92nd American Meteorological Society Annual Meeting (January 22-26, 2012)

Monday, 23 January 2012
Air Quality and Visibility in Southwestern British Columbia During Forest Fire Smoke Events
Hall E (New Orleans Convention Center )
Jenna C. Keane, Univ. of British Columbia, Vancouver, BC, Canada; and I. McKendry and A. Teakles

In recent years, the frequency of forest fires has been increasing in western North America. With an increase in forest fire activity, attention has been drawn to the negative effects forest fire smoke has on air quality and visibility. Smoke particles from forest fires can travel over long distances, degrading air quality. This study quantifies the relationship between smoke, air quality and visibility. Furthermore, determining how smoke produced by forest fires influences air quality and visibility in southwestern British Columbia will improve air quality forecasting. The study was conducted from 2007 through 2011 during the fire season (April through October) in southwestern British Columbia, focusing on the Georgia Basin airshed.

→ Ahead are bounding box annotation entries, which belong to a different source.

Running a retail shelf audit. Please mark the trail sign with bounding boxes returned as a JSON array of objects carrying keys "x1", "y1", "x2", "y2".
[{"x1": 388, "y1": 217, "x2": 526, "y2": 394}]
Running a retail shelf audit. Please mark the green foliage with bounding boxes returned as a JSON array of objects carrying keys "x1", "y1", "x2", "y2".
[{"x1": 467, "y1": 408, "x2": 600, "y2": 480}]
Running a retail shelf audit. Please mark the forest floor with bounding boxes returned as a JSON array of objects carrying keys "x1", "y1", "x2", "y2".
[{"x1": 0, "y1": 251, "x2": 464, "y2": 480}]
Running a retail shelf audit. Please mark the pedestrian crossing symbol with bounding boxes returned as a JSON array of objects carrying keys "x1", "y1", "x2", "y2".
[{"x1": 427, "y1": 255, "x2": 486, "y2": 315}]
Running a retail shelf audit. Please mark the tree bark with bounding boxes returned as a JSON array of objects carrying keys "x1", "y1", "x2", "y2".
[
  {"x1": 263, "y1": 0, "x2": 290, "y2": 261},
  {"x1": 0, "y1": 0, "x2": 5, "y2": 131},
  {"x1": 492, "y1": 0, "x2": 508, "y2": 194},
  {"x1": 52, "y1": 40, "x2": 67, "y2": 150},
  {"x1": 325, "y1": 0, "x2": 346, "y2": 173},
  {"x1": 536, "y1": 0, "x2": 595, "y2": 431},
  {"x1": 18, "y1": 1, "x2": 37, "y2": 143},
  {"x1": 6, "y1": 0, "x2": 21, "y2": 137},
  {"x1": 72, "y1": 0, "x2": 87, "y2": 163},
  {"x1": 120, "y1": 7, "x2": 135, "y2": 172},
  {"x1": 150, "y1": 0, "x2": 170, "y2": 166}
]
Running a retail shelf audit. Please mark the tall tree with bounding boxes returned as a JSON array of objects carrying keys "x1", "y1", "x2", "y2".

A host of tools were used to determine how air quality and visibility are influenced by forest fire smoke. Satellite Fire Detection from National Oceanic and Atmospheric Administration's (NOAA), National Geophysical Data Center (NGDC) was used to determine on which days during the five year period smoke was present in southwestern British Columbia. To determine where smoke particles were transported from, NOAA's HYbrid Single-Particle Lagrangian Integrated Trajectory (HYSPLIT) model was used. Backward trajectories were computed from Vancouver International Airport (YVR) on days which smoke was present. PM2.5 (particles with a diameter of less than 2.5 microns) and ozone concentrations were examined at thirteen different locations. Gases and aerosols produced by forest fires are known to degrade visibility. A semi-automated approach was used to calculate visibility using digital images. Free online software, ImageJ, was used to register the images, and calculate intensity. Image metrics were a large part of calculating visibility. Image registration was done to correct for camera movement. Once the images were corrected, contrast and visibility were calculated. Two dark objects in the background were used to calculate visibility. A viewshed analysis was done in ArcGIS to calculate the distance from the camera to the chosen targets.

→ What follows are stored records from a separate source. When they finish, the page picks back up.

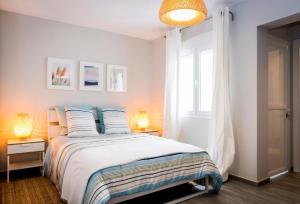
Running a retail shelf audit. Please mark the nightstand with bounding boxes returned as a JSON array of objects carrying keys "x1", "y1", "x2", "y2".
[
  {"x1": 7, "y1": 137, "x2": 45, "y2": 183},
  {"x1": 134, "y1": 129, "x2": 160, "y2": 136}
]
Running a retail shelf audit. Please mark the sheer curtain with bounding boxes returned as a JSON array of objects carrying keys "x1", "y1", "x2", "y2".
[
  {"x1": 164, "y1": 29, "x2": 181, "y2": 140},
  {"x1": 208, "y1": 7, "x2": 235, "y2": 181}
]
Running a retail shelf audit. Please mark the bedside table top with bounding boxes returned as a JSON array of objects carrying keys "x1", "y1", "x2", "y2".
[{"x1": 7, "y1": 137, "x2": 45, "y2": 145}]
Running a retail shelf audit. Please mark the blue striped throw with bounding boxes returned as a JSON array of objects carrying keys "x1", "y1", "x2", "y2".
[
  {"x1": 65, "y1": 106, "x2": 99, "y2": 137},
  {"x1": 102, "y1": 108, "x2": 130, "y2": 134}
]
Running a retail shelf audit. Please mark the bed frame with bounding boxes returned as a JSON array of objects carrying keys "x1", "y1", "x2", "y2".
[{"x1": 47, "y1": 108, "x2": 212, "y2": 204}]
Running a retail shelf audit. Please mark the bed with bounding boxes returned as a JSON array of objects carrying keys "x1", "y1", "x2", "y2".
[{"x1": 45, "y1": 109, "x2": 222, "y2": 204}]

Southwestern British Columbia's air quality and visibility is negatively influenced by forest fire smoke. From HYSPLIT it was found that smoke seen in southwestern British Columbia was usually transported from the United States or Alberta. Smoke and aerosol concentrations in the region were largely influenced by the dominating weather pattern. For example during a stagnant high pressure system in the summer months air quality was significant degraded. Furthermore, the concentrations of particulate matter and ozone increased when smoke was present. Calculating visibility using digital images is a low cost method that can be used in the future. The conclusions drawn from this research help improve regional air quality and visibility forecasts.